I think of the Israelites in the desert right after crossing the red sea. God provides for them time and time again and what do they do? They complain. And you know what? God always provided. Always. Their fear, complaining and worry was for nothing!

In Christ, fear vanishes. Anxiety is no more. Perfect Love casts out fear, so I will not sit and dwell in what I do not have. I will not fear because fear is not from God. God called me to go to Swaziland and I stepped out in obedience. Lord, help me not be like the Israelites. Your will is Your will. You are faithful. You will provide! 

All support has to be in by next thursday, June, 16th! Walk with me, knees to the earth, over these next few days. Let's watch God provide these last few hundred dollars.

I covet your prayers and if you would like to donate, click the link below! 

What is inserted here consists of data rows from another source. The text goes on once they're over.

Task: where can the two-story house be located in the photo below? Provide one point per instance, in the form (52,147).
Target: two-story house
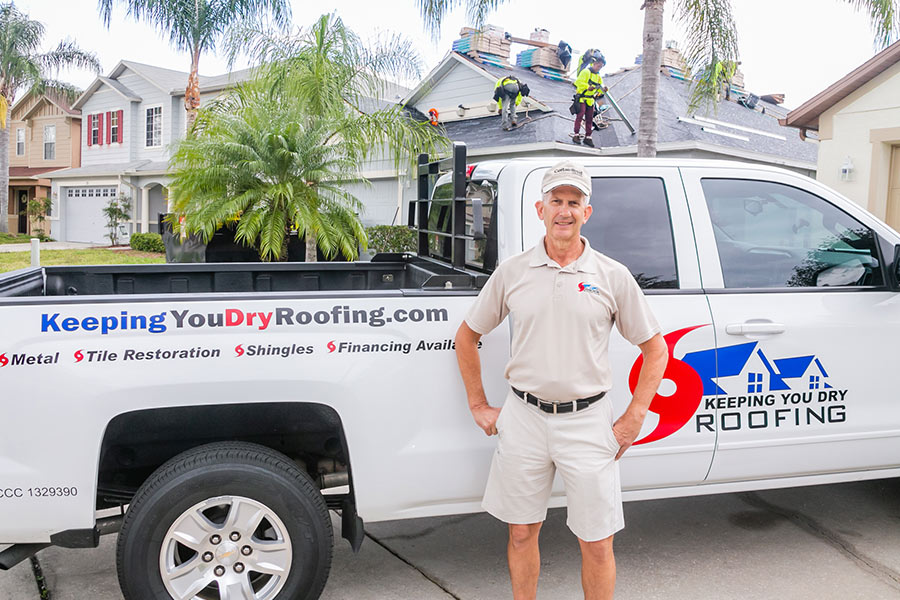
(131,118)
(458,94)
(44,136)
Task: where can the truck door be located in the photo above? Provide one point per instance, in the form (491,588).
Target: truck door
(795,280)
(641,219)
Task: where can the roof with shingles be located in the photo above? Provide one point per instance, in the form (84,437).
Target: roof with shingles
(625,87)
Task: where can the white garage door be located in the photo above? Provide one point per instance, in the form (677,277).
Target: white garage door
(85,221)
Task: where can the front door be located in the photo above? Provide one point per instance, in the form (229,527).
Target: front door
(804,367)
(22,210)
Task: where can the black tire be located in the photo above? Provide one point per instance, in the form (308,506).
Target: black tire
(227,469)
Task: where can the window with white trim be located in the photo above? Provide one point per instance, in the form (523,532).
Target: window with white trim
(154,127)
(49,142)
(94,129)
(114,127)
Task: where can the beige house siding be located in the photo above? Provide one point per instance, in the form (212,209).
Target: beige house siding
(863,127)
(68,136)
(40,112)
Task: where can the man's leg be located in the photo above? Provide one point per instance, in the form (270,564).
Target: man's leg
(598,569)
(524,557)
(579,117)
(588,119)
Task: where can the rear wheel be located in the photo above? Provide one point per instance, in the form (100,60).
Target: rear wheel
(226,521)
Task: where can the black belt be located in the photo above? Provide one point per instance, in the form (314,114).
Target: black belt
(558,407)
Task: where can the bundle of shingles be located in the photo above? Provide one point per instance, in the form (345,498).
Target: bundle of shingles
(544,62)
(488,46)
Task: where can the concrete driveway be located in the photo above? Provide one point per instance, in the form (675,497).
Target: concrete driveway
(838,542)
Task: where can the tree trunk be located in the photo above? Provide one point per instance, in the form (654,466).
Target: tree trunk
(4,175)
(311,245)
(650,64)
(192,92)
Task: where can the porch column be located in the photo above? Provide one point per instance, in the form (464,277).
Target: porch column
(145,210)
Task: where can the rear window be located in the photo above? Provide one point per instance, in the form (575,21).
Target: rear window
(631,224)
(481,254)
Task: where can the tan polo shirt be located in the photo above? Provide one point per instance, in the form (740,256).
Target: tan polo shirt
(561,319)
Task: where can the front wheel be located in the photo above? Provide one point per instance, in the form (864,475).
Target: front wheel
(229,520)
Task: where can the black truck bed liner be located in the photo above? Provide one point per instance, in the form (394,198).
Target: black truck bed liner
(384,272)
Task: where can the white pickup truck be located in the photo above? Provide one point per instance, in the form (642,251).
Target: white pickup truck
(230,406)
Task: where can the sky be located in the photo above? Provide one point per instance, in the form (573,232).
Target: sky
(794,47)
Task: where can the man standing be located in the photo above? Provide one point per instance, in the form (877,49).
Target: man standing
(588,87)
(508,92)
(563,298)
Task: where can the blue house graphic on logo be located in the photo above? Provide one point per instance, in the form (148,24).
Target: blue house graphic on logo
(732,360)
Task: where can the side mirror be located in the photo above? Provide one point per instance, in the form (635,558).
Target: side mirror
(478,218)
(895,270)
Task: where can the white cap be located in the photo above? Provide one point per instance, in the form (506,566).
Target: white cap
(567,172)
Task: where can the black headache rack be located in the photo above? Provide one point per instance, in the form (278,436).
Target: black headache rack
(427,174)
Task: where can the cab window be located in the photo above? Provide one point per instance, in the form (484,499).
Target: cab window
(772,235)
(480,253)
(631,224)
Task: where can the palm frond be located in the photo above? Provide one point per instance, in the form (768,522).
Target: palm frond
(711,46)
(884,18)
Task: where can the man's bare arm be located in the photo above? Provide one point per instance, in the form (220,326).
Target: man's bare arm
(470,368)
(628,426)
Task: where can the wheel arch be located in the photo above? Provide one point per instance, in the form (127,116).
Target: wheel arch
(136,443)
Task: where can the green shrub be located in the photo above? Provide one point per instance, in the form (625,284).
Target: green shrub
(391,238)
(147,242)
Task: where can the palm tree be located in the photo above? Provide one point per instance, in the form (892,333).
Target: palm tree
(711,49)
(22,65)
(196,26)
(277,153)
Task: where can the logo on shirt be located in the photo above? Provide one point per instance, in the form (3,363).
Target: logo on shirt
(741,387)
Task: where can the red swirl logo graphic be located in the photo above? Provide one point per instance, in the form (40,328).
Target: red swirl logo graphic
(676,410)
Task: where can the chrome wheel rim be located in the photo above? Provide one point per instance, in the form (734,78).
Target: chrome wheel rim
(226,548)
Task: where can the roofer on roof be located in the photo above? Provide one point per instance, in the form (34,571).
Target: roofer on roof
(510,90)
(588,87)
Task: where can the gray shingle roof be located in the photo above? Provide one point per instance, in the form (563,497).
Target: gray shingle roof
(674,96)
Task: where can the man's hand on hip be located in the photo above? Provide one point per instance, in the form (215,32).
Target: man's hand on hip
(485,417)
(626,429)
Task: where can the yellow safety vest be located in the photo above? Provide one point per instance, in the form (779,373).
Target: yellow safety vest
(583,82)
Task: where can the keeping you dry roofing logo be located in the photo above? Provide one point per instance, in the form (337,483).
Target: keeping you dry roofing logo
(784,392)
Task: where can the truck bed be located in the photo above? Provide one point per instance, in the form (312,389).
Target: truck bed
(383,272)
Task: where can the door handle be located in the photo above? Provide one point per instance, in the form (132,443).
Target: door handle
(754,328)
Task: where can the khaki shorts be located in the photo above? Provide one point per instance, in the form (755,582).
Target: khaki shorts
(534,444)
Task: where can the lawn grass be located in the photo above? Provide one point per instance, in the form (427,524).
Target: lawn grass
(10,261)
(15,238)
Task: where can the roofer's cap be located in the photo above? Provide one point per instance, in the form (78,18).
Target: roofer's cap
(567,172)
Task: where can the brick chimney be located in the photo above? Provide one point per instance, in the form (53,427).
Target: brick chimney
(487,46)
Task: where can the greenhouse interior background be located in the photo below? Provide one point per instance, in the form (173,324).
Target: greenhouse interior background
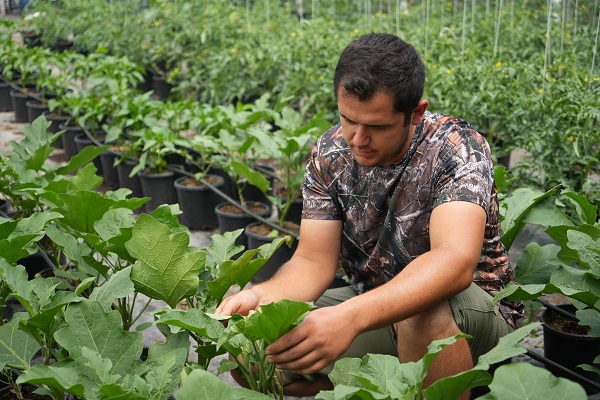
(126,125)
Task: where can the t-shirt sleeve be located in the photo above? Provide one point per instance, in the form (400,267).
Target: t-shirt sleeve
(464,170)
(318,201)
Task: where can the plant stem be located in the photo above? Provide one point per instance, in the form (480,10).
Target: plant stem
(594,54)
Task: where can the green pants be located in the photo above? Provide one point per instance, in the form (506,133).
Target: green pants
(473,311)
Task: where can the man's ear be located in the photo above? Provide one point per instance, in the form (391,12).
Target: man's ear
(418,112)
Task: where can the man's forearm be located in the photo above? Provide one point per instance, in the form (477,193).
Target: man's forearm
(299,279)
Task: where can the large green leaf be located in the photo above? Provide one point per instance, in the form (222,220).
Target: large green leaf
(85,156)
(241,270)
(82,209)
(85,179)
(523,381)
(79,253)
(273,320)
(587,250)
(50,306)
(12,250)
(65,376)
(16,348)
(202,385)
(254,178)
(560,235)
(534,265)
(586,212)
(193,320)
(514,209)
(88,325)
(167,269)
(223,248)
(590,318)
(113,221)
(119,285)
(162,369)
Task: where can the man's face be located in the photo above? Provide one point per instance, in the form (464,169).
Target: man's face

www.adventures.org/give/donate.asp?giveto=partFund&multi=

* I am a part of the Ambassador program!

**Starting THIS thursday, mail in donations will not have time to process before my trip.. only online donation can be made.

Thursday, June 2, 2011

29 days. 29 DAYS! Everything seems to be slipping up so fast and the anticipation is killing me! I have been trying so hard to live and the moment, take in all that God has in store for me today...Yes, I am FAILING. I cannot wait to be in Swaziland. I cannot wait to wake up every morning to watch the sun come up over the mountains while children in green and blue school uniforms run this way and that trying to get to school on time. I cannot wait to marvel at the beauty of Swaziland, God's creation. To share encouragement and laugh with the Gogo's, while sewing purses to sell or fixing lunch for 100+ hungry bellies, singing, reading the Word of God, and learning all of there songs and hearing them tell US biblestories. To strengthen my siSwatii and try it out at the local market (secretly praying that they also know english so that they wont think we are COMPLETELY crazy!) To store up treasures in heaven with this team that God has put together for this month long trip. To encourage one another. To encourage others, together. To pour ourselves out for a people who are hurting and without Hope. To go into the hospitals, hospices and homes, praying for them and helping with anything we can. I am honored to be given this opportunity, not only to love on the people of Swaziland, but to make His Name known amoung the nations! Grace. All is grace!

Eucharisteo.

I am so thankful. Thankful for all of your prayers and support. God has called and provided, and used you all in the process! Your prayers are truly felt and conveted. I ask that you continue to be in prayer for us, as we prepare to go and for the people there, that the Holy Spirit would fill us with His boldness, guide us down His paths. 

With joy, I can announce that I only have $1,000 left to raise, with 2 whole weeks left to receive online donations! (4 whole weeks if you send the support to me personally!)

If you would like to donated, here is the information once again!

To mail to me personally:

Chandler Robertson
150 North Ridge Drive
Saltillo, MS 38866

Or for a faster, more efficient way to donate:

http://adventures.org/give/donate.asp?giveto=partFund 

The program I am apart of is the Ambassador program and, of course, my name is Hannah Chandle Robertson.

100% of donations go towards this trip to Swaziland to spread the name of Christ!

All is grace.

Wednesday, June 1, 2011

"God is not a belief to which you give your assent. God becomes a reality whom you know intimately, meet everyday, one whose strength becomes your strength, whose love, your love. Live this life of the presence of God long enough and when someone asks you, “Do you believe there is a God?” you may find yourself answering, “No, I do not believe there is a God. I know there is a God.”
                                                                                               ~Ernest Boyer, Jr.